Segura, 28, is attractive to the Phillies for several reasons, specifically his ability to make contact at the plate. He was the fourth-hardest hitter to strike out last season, with a 10.9 percent whiff rate. The Phillies struck out 1,540 times last season, second-most in the National League.

The move, which will be finalized once medical records are reviewed, is unlikely to preclude the Phillies from pursuing free agent Manny Machado. Although Machado prefers to play shortstop, he’s a much better third baseman, with one National League scout giving him an 80 ranking at third base compared to 55 at shortstop on the 80-to-20 evaluation scale. Segura also played 1,170 innings at second base in 2016, the best season of his career.

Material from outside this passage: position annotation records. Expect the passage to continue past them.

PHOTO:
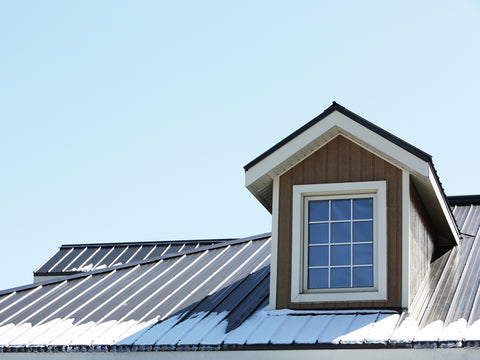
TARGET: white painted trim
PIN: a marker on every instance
(444, 206)
(405, 239)
(378, 190)
(274, 244)
(332, 354)
(306, 142)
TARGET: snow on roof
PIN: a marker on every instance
(216, 298)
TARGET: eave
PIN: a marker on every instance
(338, 121)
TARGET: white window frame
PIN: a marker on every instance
(301, 194)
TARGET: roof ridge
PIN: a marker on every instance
(135, 263)
(139, 243)
(357, 118)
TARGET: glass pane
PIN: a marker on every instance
(341, 209)
(340, 277)
(318, 255)
(318, 233)
(363, 276)
(341, 232)
(340, 255)
(362, 254)
(317, 278)
(363, 208)
(363, 231)
(318, 211)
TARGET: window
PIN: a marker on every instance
(339, 242)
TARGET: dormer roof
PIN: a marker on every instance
(337, 120)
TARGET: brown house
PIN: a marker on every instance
(367, 258)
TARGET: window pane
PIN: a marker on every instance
(340, 255)
(363, 231)
(318, 256)
(317, 278)
(318, 211)
(363, 208)
(341, 209)
(340, 277)
(341, 232)
(363, 276)
(362, 254)
(318, 233)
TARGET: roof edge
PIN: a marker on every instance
(464, 200)
(360, 120)
(135, 263)
(153, 242)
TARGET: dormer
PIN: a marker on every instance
(358, 215)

Regardless, the trade sends a clear signal to Machado, Bryce Harper, Patrick Corbin and other big-name free agents that the Phillies are serious about competing for a playoff spot next season, if owner John Middleton’s recent comments about being “a little stupid" about spending big money this winter didn’t already get their attention. Corbin could choose a team in the coming days after visiting with the Phillies, New York Yankees and Washington Nationals last week.

Crawford was long considered the Phillies’ shortstop of the future. Late in an injury-marred 2018 season that was supposed to be critical for the 23-year-old’s development, manager Gabe Kapler even said the Phillies had a “long-term vision” for Crawford. But a fresh start with the rebuilding Mariners might be exactly what Crawford needs to realize his potential.

The Phillies were shopping Santana heavily over the past few weeks, according to multiple sources, in an attempt to return Rhys Hoskins to his natural first-base position after a failed experiment in left field. The Colorado Rockies had interest in Santana, one source said, but were unwilling to take on the full weight of his salary. Santana is owed nearly $40 million over the next two seasons.

In seven major-league seasons, Segura is a .287 career hitter with a .731 on-base plus slugging. But over the past three seasons, he seemingly reached his peak, batting .308 with a .353 on-base percentage, .803 OPS and 75 stolen bases. It’s easy to see him slotting in atop the Phillies' order.

One NL scout recently regarded Segura as an “average,” but nevertheless “solid” shortstop with limited range who makes most of the plays he’s expected to make. Even average would be an upgrade for the Phillies. They finished with minus-146 defensive runs saved last season, the worst total since Baseball Info Solutions began tracking that metric in 2003. Segura ranked 10th among all shortstop last season with five defensive runs saved.

Segura has four years and $57 million left on a five-year, $70 million contract. He also has a $17 million team option for 2023. Segura received a $1 million assignment bonus from the Mariners for agreeing to waive his full no-trade clause and will retain his right to reject any trade while with the Phillies, according to a source.